How to evaluate the accuracy of the model and reduce false positives when searching for dangerous moments

After training the model on API data, it is critically important to evaluate its quality on historical matches and understand how reliably it highlights truly interesting episodes. For tasks of finding dangerous moments, key metrics become recall, precision, and F1 score. High recall ensures that you almost never miss dangerous phases of the game, while high precision means that the user is not overwhelmed with too many false alarms.

Additional attention should be paid to class imbalance: dangerous moments occur significantly less frequently than regular game episodes. To combat this, stratified splitting, weighted loss functions, and oversampling techniques are used. To reduce the number of false positives, fine-tuning the probability threshold is practiced: the model can output a danger probability, and you can adjust the threshold value at which the number of false and missed moments will be acceptable for a specific scenario—from media clips to betting analytics.

Based on historical data from the API, backtesting is conveniently conducted: you reproduce the course of the match based on liveEvents and matchStatistics, apply the model step by step in time, and compare its decisions with the occurrence of a goal, a serious moment, or the addition of an episode to the official highlights. This approach provides a realistic assessment of the model’s behavior in conditions close to real-time.
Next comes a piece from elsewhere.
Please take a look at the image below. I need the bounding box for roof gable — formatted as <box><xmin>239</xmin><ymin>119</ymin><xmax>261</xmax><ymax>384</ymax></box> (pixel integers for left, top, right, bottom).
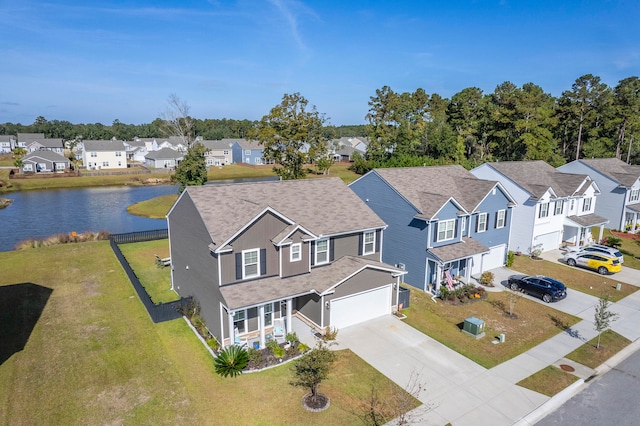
<box><xmin>578</xmin><ymin>158</ymin><xmax>640</xmax><ymax>188</ymax></box>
Example: calculation of basic quality metrics of the model

from sklearn.metrics import classification_report, confusion_matrix
import numpy as np
# y_true и y_pred_prob должны быть заранее сохранены по результатам бэктестинга
# y_true: 1 если эпизод был опасным, 0 иначе
# y_pred_prob: предсказанная моделью вероятность опасного момента
threshold = 0.7
y_true = np.array([0, 1, 0, 1, 1, 0])
y_pred_prob = np.array([0.1, 0.8, 0.3, 0.9, 0.4, 0.2])
y_pred = (y_pred_prob >= threshold).astype(int)
print('Confusion matrix:')
print(confusion_matrix(y_true, y_pred))
print('Отчёт по качеству:')
print(classification_report(y_true, y_pred, digits=3))

Regular review of metrics, updating the model with fresh seasons, and using increasingly rich data from the API (including bookmaker odds and new statistical fields) gradually reduce the number of false positives and achieve a stable increase in accuracy in finding truly dangerous moments.